Government agencies in the US, New Zealand, and Canada have published new guidance for organizations to adopt more robust security solutions to improve their visibility into network activity.
Titled Modern Approaches to Network Access Security (PDF), the document details modern security solutions – such as Secure Service Edge (SSE) and Secure Access Service Edge (SASE) – that organizations can transition to beyond VPNs to ensure secure access to their hybrid environments.
VPN solutions, the guidance shows, have been involved in multiple recent high-profile cyber incidents, and, while some of them are more secure than others, modern network access solutions provide granular access controls that traditional VPNs do not offer.
“Organizations that embrace these newer practices will reach an overall outcome closer to zero trust (ZT) principles,” the document reads.
Authored by CISA, the FBI, New Zealand’s Government Communications Security Bureau (GCSB) and CERT, and the Canadian Centre for Cyber Security (CCCS), the document outlines the vulnerabilities and risks associated with VPNs and remote access misconfigurations, and is meant to help organizations transition to more secure solutions.
“The authoring organizations are releasing this report to provide leaders with guidance to help prioritize the protection of organizations’ remote computing environment security while operating under the fundamental principles of least privilege,” the document reads.
VPN solutions, the authoring agencies say, are susceptible to vulnerabilities and misconfigurations, and, unless network segmentation and principles of least privilege and zero trust are implemented, do not protect against other network weaknesses, including device compromises and poor cyber hygiene.

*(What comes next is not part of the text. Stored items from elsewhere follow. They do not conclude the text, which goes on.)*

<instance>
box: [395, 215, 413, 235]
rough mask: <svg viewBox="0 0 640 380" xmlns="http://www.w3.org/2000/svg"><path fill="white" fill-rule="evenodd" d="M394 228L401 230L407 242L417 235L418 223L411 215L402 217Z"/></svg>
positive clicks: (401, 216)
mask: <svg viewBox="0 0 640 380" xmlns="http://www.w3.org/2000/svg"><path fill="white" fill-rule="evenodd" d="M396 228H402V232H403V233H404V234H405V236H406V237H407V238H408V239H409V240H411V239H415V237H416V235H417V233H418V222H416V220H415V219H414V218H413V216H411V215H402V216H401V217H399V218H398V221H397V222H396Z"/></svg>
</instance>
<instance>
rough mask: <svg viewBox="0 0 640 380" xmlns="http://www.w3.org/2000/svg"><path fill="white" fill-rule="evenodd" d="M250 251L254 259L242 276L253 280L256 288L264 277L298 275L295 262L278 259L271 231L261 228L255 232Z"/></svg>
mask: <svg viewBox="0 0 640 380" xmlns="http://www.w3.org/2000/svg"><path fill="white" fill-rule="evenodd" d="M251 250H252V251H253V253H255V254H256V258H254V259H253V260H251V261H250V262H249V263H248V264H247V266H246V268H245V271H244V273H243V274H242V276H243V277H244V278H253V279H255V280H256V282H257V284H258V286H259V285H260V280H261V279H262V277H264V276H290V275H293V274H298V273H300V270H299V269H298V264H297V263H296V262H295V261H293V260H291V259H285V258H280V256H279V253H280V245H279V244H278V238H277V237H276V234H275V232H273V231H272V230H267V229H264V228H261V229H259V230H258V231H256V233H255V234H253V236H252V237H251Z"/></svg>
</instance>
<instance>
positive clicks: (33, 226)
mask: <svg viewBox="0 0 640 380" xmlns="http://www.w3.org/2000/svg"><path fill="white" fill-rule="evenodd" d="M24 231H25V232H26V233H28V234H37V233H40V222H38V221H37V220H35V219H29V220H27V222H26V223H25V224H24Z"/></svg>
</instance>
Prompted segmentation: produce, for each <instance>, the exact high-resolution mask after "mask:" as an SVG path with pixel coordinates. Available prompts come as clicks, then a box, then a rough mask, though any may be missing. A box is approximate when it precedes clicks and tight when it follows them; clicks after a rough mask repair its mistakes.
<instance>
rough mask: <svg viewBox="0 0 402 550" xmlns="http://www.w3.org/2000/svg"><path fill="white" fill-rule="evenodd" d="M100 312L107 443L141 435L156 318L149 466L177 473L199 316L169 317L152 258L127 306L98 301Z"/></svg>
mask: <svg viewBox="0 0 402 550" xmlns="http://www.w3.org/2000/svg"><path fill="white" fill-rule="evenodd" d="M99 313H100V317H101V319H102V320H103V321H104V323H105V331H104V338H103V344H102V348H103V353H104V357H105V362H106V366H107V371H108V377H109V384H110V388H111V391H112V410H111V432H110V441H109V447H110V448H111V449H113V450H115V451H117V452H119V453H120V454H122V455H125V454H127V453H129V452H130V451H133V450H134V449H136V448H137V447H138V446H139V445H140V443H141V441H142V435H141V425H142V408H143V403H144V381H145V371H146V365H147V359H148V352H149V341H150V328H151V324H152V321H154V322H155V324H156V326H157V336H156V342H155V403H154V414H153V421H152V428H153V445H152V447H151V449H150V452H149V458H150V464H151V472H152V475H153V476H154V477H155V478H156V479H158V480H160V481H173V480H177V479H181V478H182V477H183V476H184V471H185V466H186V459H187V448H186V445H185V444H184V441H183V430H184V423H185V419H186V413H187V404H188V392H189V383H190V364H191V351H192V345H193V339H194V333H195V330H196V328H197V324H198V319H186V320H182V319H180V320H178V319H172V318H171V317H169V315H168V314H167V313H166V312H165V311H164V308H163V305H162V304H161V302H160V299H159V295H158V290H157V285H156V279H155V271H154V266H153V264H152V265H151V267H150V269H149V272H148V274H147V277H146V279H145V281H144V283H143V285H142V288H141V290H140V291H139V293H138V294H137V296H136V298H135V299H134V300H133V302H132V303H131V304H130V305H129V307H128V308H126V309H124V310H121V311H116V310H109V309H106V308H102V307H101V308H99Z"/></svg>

“Vulnerabilities in VPN systems can lead to substantial impacts to organizations if exploited by threat actors because they may enable easy access across a large enterprise network after successful exploitation of the device,” the guidance shows.
Roughly two dozen security defects in CISA’s Known Exploited Vulnerabilities (KEV) catalog are related to VPN compromise – and leading to broad access to victim networks – including Ivanti gateway bugs (CVE-2023-46805, CVE-2024-21887, and CVE-2024-21893) and a Citrix appliance flaw (CVE-2023-4966, aka CitrixBleed).
“Current modern solutions – Zero Trust, SSE, and SASE – provide remote access to applications and services based on a granular access control policy. This type of policy rejects access to users who are not explicitly authenticated and authorized for a particular application or service,” the gov agencies say.
Organizations can implement zero trust principles and continuously monitor user activity to leverage a more secure approach to network access, and can reduce the risk of compromise and better secure data at rest by not exposing internal assets, the guidance notes.
Enabling safe browsing, more secure SaaS applications, and easier validation of user access to data, SSE includes cloud security capabilities such as Zero Trust Network Access (ZTNA), Cloud Secure Web Gateway (SWG), Cloud Access Security Broker (CASB), and Firewall-as-a-Service (FWaaS).
Combining network- and security-as-a-service capabilities, SASE is a cloud architecture that includes Software-Defined Wide Area Networking (SD-WAN), Next Generation Firewall (NGFW), hardware-enforced network segmentation, SWG, CASB, and ZTNA.
“SASE, SSE, and hardware-enforced network segmentation provide organizations the potential to replace traditional VPNs and security features and foster policies that offer a zero-trust approach to modern security implementation,” the authoring agencies note, urging organizations to assess their security posture, perform risk analysis, and review the recommended guidance.